La politique monétaire elle aussi est remise en cause...
On a désormais compris que la stabilité financière ne pouvait pas être traitée au coup par coup, mais qu'elle devait être une préoccupation permanente, dans tout le cycle. Alan Greenspan a géré l'instabilité financière de manière asymétrique. Puisque, dans sa logique libérale, les marchés s'autorégulent et que les crises sont exogènes, il fallait les traiter quand elles éclataient. L'expansion très rapide du crédit, à ses yeux, n'était pas une anomalie. Cependant, la Fed a fini par réagir: entre mai 2004 et le printemps 2007, elle a remonté son taux directeur de 1% à 5,5%. Mais elle n'a pas pu faire remonter les taux longs, en raison de l'avalanche d'épargne en provenance du reste du monde qui se déversait sur le marché obligataire américain et alimentait la bulle immobilière. On s'est aperçu alors que la globalisation créait des mécanismes qui réduisaient l'efficacité des politiques monétaires nationales. C'est une réalité dont les banques centrales n'ont pas encore tiré les enseignements. A partir de 2004, l'augmentation de la masse monétaire mondiale a été due, pour les quatre cinquièmes, à celle des réserves de change et non à l'expansion du crédit intérieur.

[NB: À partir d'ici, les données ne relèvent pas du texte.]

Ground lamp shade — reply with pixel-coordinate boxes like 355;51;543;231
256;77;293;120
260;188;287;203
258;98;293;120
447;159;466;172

Cela veut dire que pour gérer le cycle financier, les taux d'intérêt ne suffisent pas. Il faut un autre instrument: une provision en capital, dont le montant serait déterminé globalement, en fonction du rapport entre l'endettement total des banques et le PIB du pays. Cette provision, destinée à parer au risque systémique et à jouer un rôle contracyclique, serait répartie forfaitairement entre les banques. Il ne s'agit pas d'une régulation microéconomique comme les règles dites de "Bâle 2", mais d'une politique macroéconomique, qui relève de la politique monétaire et devrait donc être gérée par les banques centrales.
Et au niveau international, quelles sont les régulations nécessaires?
Ce qui est indispensable, d'abord, c'est l'universalité des règles imposées aux banques. Cela implique absolument de mettre les places off-shore [les paradis fiscaux] sous la loi commune. Sinon, les arbitrages réglementaires continueront. Ces règles doivent s'étendre également aux grands pays émergents. Mais il y a aussi un aspect macroéconomique à la coordination. La mécanique qui a mené à la crise était fondée sur l'accrochage des monnaies de ces pays au dollar. Or il y a des forces qui les poussent à sortir du système de change actuel. Ils ont besoin de retrouver un contrôle monétaire sur leur demande intérieure, mais ils ne le peuvent pas s'ils ancrent leur monnaie sur une devise étrangère.
La solution serait donc d'aller vers des changes plus flexibles. Mais cela veut dire aussi davantage d'instabilité des changes, et pas seulement entre les monnaies occidentales. De nouvelles crises pourraient advenir du fait du change si on ne coordonne pas mieux les politiques économiques. Se posera donc le problème de la gouvernance monétaire mondiale, ce qui pourrait être le rôle du Fonds monétaire international (FMI) ou d'un organe du type G7 élargi.
Notes
(1) Banking Act de 1933 qui avait notamment instauré aux Etats-Unis une séparation entre les métiers de banque de dépôts et de banque d'investissement.